Vancouver council did as expected Tuesday (Dec. 6) and deferred a decision on the city’s $1.9 billion operating budget until the spring while approving a capital budget and utility and engineering fee hikes for 2023.
The ABC Vancouver majority had signalled since elected Oct. 15 that it would push debate on the operating budget to the new year to give council time to digest the number-heavy document, which is typically passed in December.
Of the 11 members on council, five are rookies from ABC, including Mayor Ken Sim, who told reporters after the meeting that his party’s commitment during the election campaign was to be “thoughtful” in how it balanced the budget.
“We're going to go through it with a fine tooth comb and make sure it reflects the desires and the wishes of Vancouverites,” said Sim, whose party campaigned on hiring 100 police officers and 100 mental health nurses.
Decision expected in March
Meanwhile, all departments will continue to operate into the new year with what city finance staff described as a “current state” or interim budget until council finalizes the budget for 2023. That will likely occur in the first week of March.
As governed by the Vancouver Charter, council must have a budget in place no later than April 30, 2023. The $1.9-billion draft budget is an increase of 9.5 per cent or $166 million from the 2022 budget.

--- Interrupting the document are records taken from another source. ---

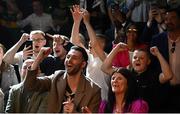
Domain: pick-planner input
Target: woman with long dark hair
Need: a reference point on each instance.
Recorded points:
(122, 94)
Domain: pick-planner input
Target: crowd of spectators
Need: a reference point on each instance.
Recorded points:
(89, 56)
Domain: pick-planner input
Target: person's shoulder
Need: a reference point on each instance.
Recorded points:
(160, 35)
(92, 84)
(139, 106)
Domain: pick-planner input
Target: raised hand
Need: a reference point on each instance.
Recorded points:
(24, 37)
(122, 46)
(85, 109)
(68, 106)
(76, 13)
(86, 16)
(154, 50)
(27, 52)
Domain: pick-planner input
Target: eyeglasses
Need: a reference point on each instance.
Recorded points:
(38, 40)
(173, 47)
(132, 30)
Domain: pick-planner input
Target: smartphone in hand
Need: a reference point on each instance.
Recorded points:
(29, 43)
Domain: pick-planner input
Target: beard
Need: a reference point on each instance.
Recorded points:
(73, 70)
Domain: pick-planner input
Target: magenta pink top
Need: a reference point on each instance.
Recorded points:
(137, 106)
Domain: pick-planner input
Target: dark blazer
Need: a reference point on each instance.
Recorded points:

A property tax hike of five per cent would be required to balance the budget, which includes the police department’s proposed $383 million operating budget.
Fire Chief Karen Fry also wants council to spend $6.9 million to hire 40 firefighters and 15 staff, including six fire inspectors and four safety officers.
Sim wouldn’t speculate on whether council will hold to a five per cent property tax hike.
“We're not committing to any number right now because we're still making decisions along the way,” he said.
Utility rates expected to increase average of 10 per cent to 2027
In 2023, water rates will increase by three per cent, sewer rates by 15 per cent and solid waste by 5.9 per cent. Neighbourhood energy utility rates for False Creek will increase by 3.2 per cent.
A staff report said overall utility rates are expected to increase an average of 10 per cent annually through to 2027, driven primarily by forecasted increases in regional utility charges from Metro Vancouver and investments in infrastructure renewal.
The multi-year capital budgets approved includes $580.8 million for new projects and $730 million for project costs in 2023. Approval by council was based on staff’s warning what a delay to unlock funds would mean for projects.
“The 2023 capital budget includes allocations or continued spending on capital projects from prior capital plans that have been previously approved, and any material delay in approving the continued funding of these capital projects could delay or stop these projects which in the current inflationary environment would very likely result in material increases in costs,” a staff report said.
“There is also the risk for all capital projects partially funded by external funding partners that any delay results in a loss or reduction in external partner funding.”
Granville Bridge Connector
About $460 million will be spent on ongoing initiatives, including land acquisition for social and supportive housing, ongoing replacement of the city fleet, maintenance and renovations of city infrastructure.
One-time projects in progress and to be completed in the 2023-2026 capital plan period totals about $450 million. Projects include the Marpole-Oakridge Community Centre renewal and expansion, the Granville Bridge Connector and the Grandview fire hall renewal and expansion.
One-time projects that are in progress and will require additional funding during the 2023-2026 capital plan totals about $60 million.
Projects include the RayCam Co-operative Centre renewal and expansion, Burrard Slopes Park expansion and Vancouver Animal Control Centre renewal and expansion.